As we sat on the train from Zurich to Olten, they announced our connecting train to Zofingen, and learned that it's pronounced more like Tsoh-fingen, than Tsoff-ingen. It's a peaceful little old place, the canton capital of Aarau --- we lived on the Aare, once, in Bern, and caught a glimpse of that river this morning. We're staying for the next five nights at the Hotel Engel, which has an eponymous (golden) angel hanging over the entrance so that you can spot it from the end of the cobbled street. Most of the buildings in the old town date back to the 16th century, and the old fountains still stand in the Plätzli, the cobbled squares. One fountain has the stone statue of a Habsburg soldier with striped socks standing over it: Niklaus Thut, who, during a battle against the Old Swiss Confederates in 1386, saved the city's banner by stuffing it in his mouth "shortly before his death", as it says in the English leaflet about the Old Town Sights. He is considered a hero. I'm afraid Chris and I saw the funny side of that story.

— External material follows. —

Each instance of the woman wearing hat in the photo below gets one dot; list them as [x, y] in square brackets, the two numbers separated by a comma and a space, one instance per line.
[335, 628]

After a sleepless night over the Atlantic, we are easy to please. It was about 24 hours ago now that we left our slush-surrounded house in Ottawa by taxi, to catch the VIA-Rail train to Dorval, as we'd done in January. I relaxed thoroughly on this ride, finishing off some grapes I'd brought and sipping the very strong VIA-Rail coffee. Again, the fields were white, this time with thick fog above them. The shuttle bus gets one to CYUL airport in good time; it was too early to drop the bags, so we wandered around for a while, wheeling our luggage, before enduring a three hour wait in the departures hall. Our plane was packed, many orthodox Jewish people coming on board speaking a mixture of Hebrew, French and Yiddish, the men wearing their distinctive hats or caps, bound for Israel I guess, changing at Zürich. Another large contingent of travellers was from India. The airport TV screen in our waiting area was showing a woman with a gratingly condescending voice giving unnecessary advice, in awful, loud Quebec-French, to mums travelling with young children: "On va flyer!"
After extensive de-icing of our wings, on a flyé all night, across the Sea of Cork and the Channel Islands, to Zürich, on a Swiss plane. The seats were better padded than Air Canada's, but smaller. The food was definitely better, with croissants for breakfast. We had paid extra for exit row seats, but this meant that our carry-on luggage had to be kept in the overhead bins all the way, so all I had to rest my feet on was my boots, and the armrests covering our tray table hinges were immovable. Swiss Air's complimentary earphones didn't fit my ears, but I watched two in-flight movies even so: On Chesil Beach (I have read this novel about a frigid young 1950s Englishwoman and the pitiable young man in love with her, and thought the film a good interpretation) and then a Dany Boon comedy La Ch'tite Famille, to cheer me up again.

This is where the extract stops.